Results: Of the patients enrolled in the study, 90.5% were female and 9.5% were male. Weight, occupation, body mass index, body fat percentage, waist circumference, hip circumference, glycosylated hemoglobin (HbA1c), Beck Depression Scale, and Beck Anxiety Scale were important determinants in our univariate analyses associated with the regular receipt of center education. HbA1c (odds ratio, 1.661; 95% confidence interval, 1.140–2.421; P=0.008) was shown to be multivariate predictors of amount of participation in center education.
Conclusion: These results support that regular participation in obesity center education has a positive effect on patients mental status, blood parameters, and anthropometric measurements. Thus, increasing the number of obesity centers is of great importance in treating obesity and improving obese patient mental status.

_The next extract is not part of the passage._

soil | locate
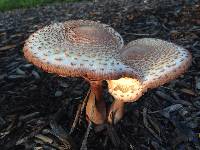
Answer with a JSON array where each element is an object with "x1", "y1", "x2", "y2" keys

Keywords: Obesity, Depression, Anxiety, Blood parameters

Obesity is the main cause of type 2 diabetes, coronary artery disease, musculoskeletal disorders, some cancers, mental disorders, and many other diseases causing mortality.1,-3 The prevalence of obesity and depression across the world is rapidly increasing. Worldwide, 650 million people are obese, and 300 million are trying to cope with depression.4,5 A meta-analysis of 17 cross-sectional studies on adults showed a significant relationship between obesity and depression.6 Vogelzangs et al.7 showed that people with depression/anxiety disorders were 1.37, 4.96, 3.54, and 4.75 times more likely to have stroke, angina pectoris, coronary heart disease, and myocardial infarction, respectively, than those without these diagnoses. In recent years, increasing evidence has been presented showing that these diseases are interrelated.8,-11

In order to prevent obesity in Turkey, 81 obesity centers have been opened in 34 provinces. The aim of these centers is to help patients reach their ideal weight, prevent patients from being directed to surgical operations, teach correct lifestyle changes, and identify the underlying problems of obesity. Patients with a body mass index (BMI) of 30 kg/m2 and above are admitted to obesity centers. The patients are trained by physicians, dieticians, physiotherapists, psychologists, and the nurses in charge of the centers over a 3-month period. After 3 months of education, patients are monitored for 3 months to evaluate the effectiveness of the education.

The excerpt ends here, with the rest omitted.